I guess I never really thought about the universe surrounding the Super Mario games. Nintendo has always been a company that put box-busting, platforming fun over delivering a complex story so I never thought about what it mean for Princess Peach to be ruler of the Mushroom kingdom, how did she, a human,  come to rule toadstools and why Bowser was so intent on capturing her. It all ties together smoothly in Illumination’s The Super Mario Bros. Movie, a solid, old-fashioned, crowd-pleasing animated adventure that brings a multitude of games from Nintendo’s mascot to life. I enjoyed this a lot more than I expected to.

Mario (Chris Pratt) and Luigi (Charlie Day) are trying to get their fledgling plumbing business off the ground in Brooklyn when one day the duo are sucked through a pipe portal and land in the Mushroom Kingdom where dragon Bowser (Jack Black) is on a quest to recover a Super Star that will let him win the heart of Princess Peach (Anya Taylor-Joy) and rule the Mushroom Kingdom with his army of Koopas.

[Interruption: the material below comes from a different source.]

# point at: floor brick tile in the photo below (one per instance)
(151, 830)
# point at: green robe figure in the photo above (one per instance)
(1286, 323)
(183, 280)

The Super Mario Bros. Movie stands as a great case for why Computer Generated Animation as a medium works in the first place. Not to make cartoons as detailed and lifelike as possible, but to re-create video game worlds and provide an immersive fluidity in the movements that neither hand-drawn animation or live action actors can replicate. With the infamous failure of the 1993 live-action Super Mario Bros movie at it’s back, Illumination doesn’t attempt to re-create the wheel but simply stitch together this universe and provide the closest thing to playing a Super Mario game on the big screen. I’m amazed at how often it works, from side-scrolling sequences of parkour across Brooklyn, to the running and jumping platforming turned into a training montage to a full-speed kart race across Rainbow Road. Mario’s ability to eat mushrooms and either turn big or into a surprise animal also plays into the rules of the movie. The references range from the obvious to the rap theme from The Super Mario Bros Super Show and fold in Donkey Kong (Seth Rogen), the animal transformations of Mario 2 the flying of Super Mario 3 and Galaxy., Luigi’s Mansion and of course Mario Kart. 

The movie works on it’s own as a strange full-blown medieval fantasy, which will also ensnare the little ones that never had a Nintendo system into a thrilling animated adventure. It’s paced for an actual child’s attention span – unlike the long, bloated Disney movies of late – and ratchets up the stakes to create something genuinely exciting in the third act. This movie has a rousing a 90s-style grand finale that saves it’s best stuff for last.

The politically correct bug has bit the film, and the game’s missions of saving the princess are re-wired to Mario saving Luigi (from a prison cell suspended over molten lava). This sidelines Princess Peach into a nothing role of  Mario’s trainer which is fine because the movie is built around the brotherly bond of the two plumbers.

The Super Mario Bros Movie isn’t very funny, save for the first Despicable Me few Illumination movies actually are, but I also appreciated that it wasn’t ironic and infused with social satire. I love The Lego Movie like few things, but not every movie can and should be a deconstructionist look at it’s own source material. I appreciated that Illumination came to this project to homage the material. The movie seems like something created out of affection for Mario, Nintendo and this universe and it’s a heck of a lot of fun too.